We included in the analyses all women (aged 15–99 at diagnosis) diagnosed with malignant, invasive breast cancer during 2000–2007, followed up until 31 December 2007, and collected by the Northern and Yorkshire Cancer Registry Information Service (NYCRIS), a population-based cancer registry covering 12 % of the English population. Ascertainment of the vital status was considered to be complete for all patients .
Each patient was allocated a socio-economic deprivation score according to her area (Lower Super Output Area) of residence at the time of diagnosis, using the English Indices of Multiple Deprivation (IMD) 2001 (income domain) . These scores were categorised according to the quintiles of their national distribution.
Each patient was allocated one of the four broad tumor TNM stages using a restrictive approach .
Information on surgical treatment was retrieved from a routinely collected national hospital dataset (Hospital Episode Statistics or HES). We retained surgical treatment within 1 month before and 6 months after the cancer diagnosis. The treatment (OPCS-4) codes  were categorized based on recommendations made by the Site-Specific Clinical Reference Group (SSCRG) for breast cancer  (Appendix 1). These categories were then dichotomized into ‘major treatment’ (axillary dissection or other axillary nodal procedures, breast conserving surgery, mastectomy, and plastic surgery) and ‘minor or no surgery’ (other surgical procedures and none).
We estimated net survival from breast cancer, for each deprivation group and by stage, using the Pohar-Perme estimator  implemented in the Stata  package stns .
The assumed causal relationships between variables are represented by a Directed Acyclic Graph (DAG) (Fig. 1, Appendix 2). Our main exposure of interest, the patient’s deprivation level, causally influences the age at which a woman was diagnosed with breast cancer, her comorbidity, thoroughness of the disease investigation, stage at diagnosis, the treatment received, and survival status after the cancer diagnosis. Year and regions at diagnosis were considered as baseline confounders. Factors such as the quality of investigation and comorbidity (shown in grey as unmeasured variables) were incorporated in the DAG. The omission of variables and arrows also represents our causal assumptions, e.g. we assume that the quality of the investigation does not affect survival except through its effect on stage at diagnosis.

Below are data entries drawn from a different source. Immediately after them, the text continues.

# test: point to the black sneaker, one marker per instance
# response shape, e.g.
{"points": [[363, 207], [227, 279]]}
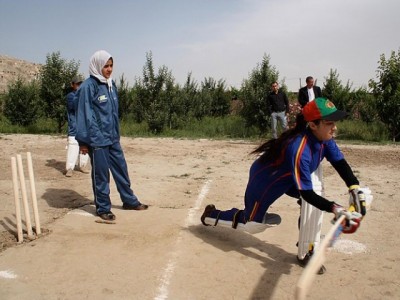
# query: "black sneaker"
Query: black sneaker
{"points": [[303, 262], [207, 211], [135, 207]]}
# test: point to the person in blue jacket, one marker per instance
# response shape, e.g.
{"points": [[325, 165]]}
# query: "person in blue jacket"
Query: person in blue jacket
{"points": [[73, 146], [285, 165], [97, 131]]}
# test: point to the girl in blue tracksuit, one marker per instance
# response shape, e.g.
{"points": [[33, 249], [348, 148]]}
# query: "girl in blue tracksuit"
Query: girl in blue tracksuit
{"points": [[97, 131], [285, 165]]}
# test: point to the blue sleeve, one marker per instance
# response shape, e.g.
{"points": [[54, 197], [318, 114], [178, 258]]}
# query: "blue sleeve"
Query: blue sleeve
{"points": [[300, 158], [332, 152], [84, 112], [71, 114]]}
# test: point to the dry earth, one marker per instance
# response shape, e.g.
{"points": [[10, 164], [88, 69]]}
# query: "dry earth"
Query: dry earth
{"points": [[164, 253]]}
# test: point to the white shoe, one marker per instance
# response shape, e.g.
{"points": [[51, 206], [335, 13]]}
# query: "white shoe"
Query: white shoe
{"points": [[84, 170]]}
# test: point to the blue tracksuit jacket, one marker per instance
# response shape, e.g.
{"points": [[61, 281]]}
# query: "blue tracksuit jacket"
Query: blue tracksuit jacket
{"points": [[97, 122]]}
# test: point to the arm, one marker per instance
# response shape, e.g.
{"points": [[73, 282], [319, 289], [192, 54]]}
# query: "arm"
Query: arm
{"points": [[286, 103], [83, 113], [317, 92], [302, 98], [315, 200], [345, 172]]}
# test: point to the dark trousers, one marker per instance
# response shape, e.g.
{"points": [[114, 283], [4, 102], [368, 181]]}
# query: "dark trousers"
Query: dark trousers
{"points": [[106, 159]]}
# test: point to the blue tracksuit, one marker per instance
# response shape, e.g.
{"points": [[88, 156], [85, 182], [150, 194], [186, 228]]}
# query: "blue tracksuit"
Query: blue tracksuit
{"points": [[291, 173], [71, 113], [97, 126]]}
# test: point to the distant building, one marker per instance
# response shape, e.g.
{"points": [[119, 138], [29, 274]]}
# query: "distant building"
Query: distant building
{"points": [[11, 68]]}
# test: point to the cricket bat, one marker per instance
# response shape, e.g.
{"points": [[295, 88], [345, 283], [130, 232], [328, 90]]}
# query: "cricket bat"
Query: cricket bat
{"points": [[317, 259]]}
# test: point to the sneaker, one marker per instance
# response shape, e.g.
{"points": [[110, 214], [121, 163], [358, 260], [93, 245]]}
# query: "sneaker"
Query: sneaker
{"points": [[84, 170], [134, 207], [303, 262], [207, 212]]}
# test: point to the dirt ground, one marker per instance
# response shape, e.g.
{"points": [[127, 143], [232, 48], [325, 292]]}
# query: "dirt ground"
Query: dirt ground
{"points": [[164, 252]]}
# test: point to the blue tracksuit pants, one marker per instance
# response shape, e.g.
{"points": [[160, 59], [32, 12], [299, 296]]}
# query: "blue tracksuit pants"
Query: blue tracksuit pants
{"points": [[106, 159]]}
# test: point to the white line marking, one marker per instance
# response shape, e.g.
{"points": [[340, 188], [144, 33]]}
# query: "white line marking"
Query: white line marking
{"points": [[349, 247], [170, 268], [80, 212], [8, 274]]}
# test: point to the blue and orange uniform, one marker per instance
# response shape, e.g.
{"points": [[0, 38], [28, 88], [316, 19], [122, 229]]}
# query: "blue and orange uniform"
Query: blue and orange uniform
{"points": [[291, 175]]}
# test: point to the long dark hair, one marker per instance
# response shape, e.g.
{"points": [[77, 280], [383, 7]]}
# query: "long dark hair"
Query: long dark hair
{"points": [[272, 149]]}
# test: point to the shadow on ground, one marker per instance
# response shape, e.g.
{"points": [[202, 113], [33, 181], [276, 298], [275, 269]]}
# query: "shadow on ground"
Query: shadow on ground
{"points": [[276, 261], [55, 164], [65, 198]]}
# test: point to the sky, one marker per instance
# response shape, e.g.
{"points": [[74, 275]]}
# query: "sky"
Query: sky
{"points": [[222, 39]]}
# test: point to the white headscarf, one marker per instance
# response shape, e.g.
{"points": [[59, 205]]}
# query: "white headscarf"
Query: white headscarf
{"points": [[97, 62]]}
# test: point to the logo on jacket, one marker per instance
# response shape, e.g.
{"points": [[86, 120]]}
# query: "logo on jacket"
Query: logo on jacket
{"points": [[102, 98]]}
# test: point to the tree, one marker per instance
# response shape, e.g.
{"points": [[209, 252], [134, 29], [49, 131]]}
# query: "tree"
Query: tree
{"points": [[55, 78], [124, 98], [363, 106], [22, 103], [149, 92], [335, 91], [387, 92], [254, 92]]}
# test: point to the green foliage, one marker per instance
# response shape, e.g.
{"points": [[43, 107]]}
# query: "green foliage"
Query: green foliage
{"points": [[149, 90], [124, 97], [254, 94], [363, 106], [55, 78], [335, 91], [361, 131], [22, 103], [387, 92]]}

We examined what proportions of the deprivation gap in survival were explained separately by tumor stage and treatment. Because of our data structure (in particular, the existence of important mediator-outcome confounders affected by exposure, the likely presence of many interactions and the fact that our outcome is binary) we focused on the decomposition of the total causal effect (TCE) into what have recently been termed randomized interventional analogues of natural direct and indirect effects, henceforth RIANDE and RIANIE [21–23].
The RIANDE and RIANIE can be estimated with an extension of Robins’ g-computation formula  implemented using Monte Carlo simulation in the Stata command gformula . We chose this method because of flexible modelling that allows interactions and other non-linearities. Although flexible in terms of parametric modelling assumptions, this method relies on the assumptions of no unaccounted confounding of the exposure–mediator, mediator–outcome or exposure–outcome relationship.
We conducted three analyses to investigate the mediating roles of stage and treatment (Appendix 3, Appendix 4). We first estimated the proportion of the effects of deprivation on survival that was mediated by differences in stage at diagnosis, i.e. we computed the ratio between the effect of deprivation on log odds of death that was mediated by stage (the RIANIE) and the total effect of deprivation on log odds of death (the total causal effect, TCE, which is the sum of the RIANDE—the effect not mediated by the mediator stage—and the RIANIE). In the second analysis, we estimated the proportion of the effect of deprivation on log odds of death that was mediated by differences in treatment. Stage at diagnosis was here considered to be a confounder of the relationship between treatment and survival, and was allowed to be affected by deprivation. Such a confounder is dealt with using an extension of the g-computation formula [24, 25]. In the third analysis, we estimated the proportion of the effect of deprivation on treatment that is mediated by differential stage.
Because the deprivation gap in survival varies by time since diagnosis, the binary survival outcome (dead vs. alive) was stratified according to time since diagnosis: at 6 months, 1 year given (conditioning on) 6-month survival, 3 years given 1-year survival, and 5 years given 3-year survival. The analyses were performed separately on each of these four binary survival outcomes, in order to disentangle early from late mediating effects of stage and treatment on deprivation gap in survival.
We used multinomial regressions to model stage at diagnosis (four categories) and logistic regression for treatment and survival status. Age at diagnosis was modelled using restricted cubic splines .
Single stochastic imputation within the g-computation procedures was used to handle missing stage (8 %). All variables in the models (including vital status), exact length of follow-up times and detailed treatment categories were included in the imputation model.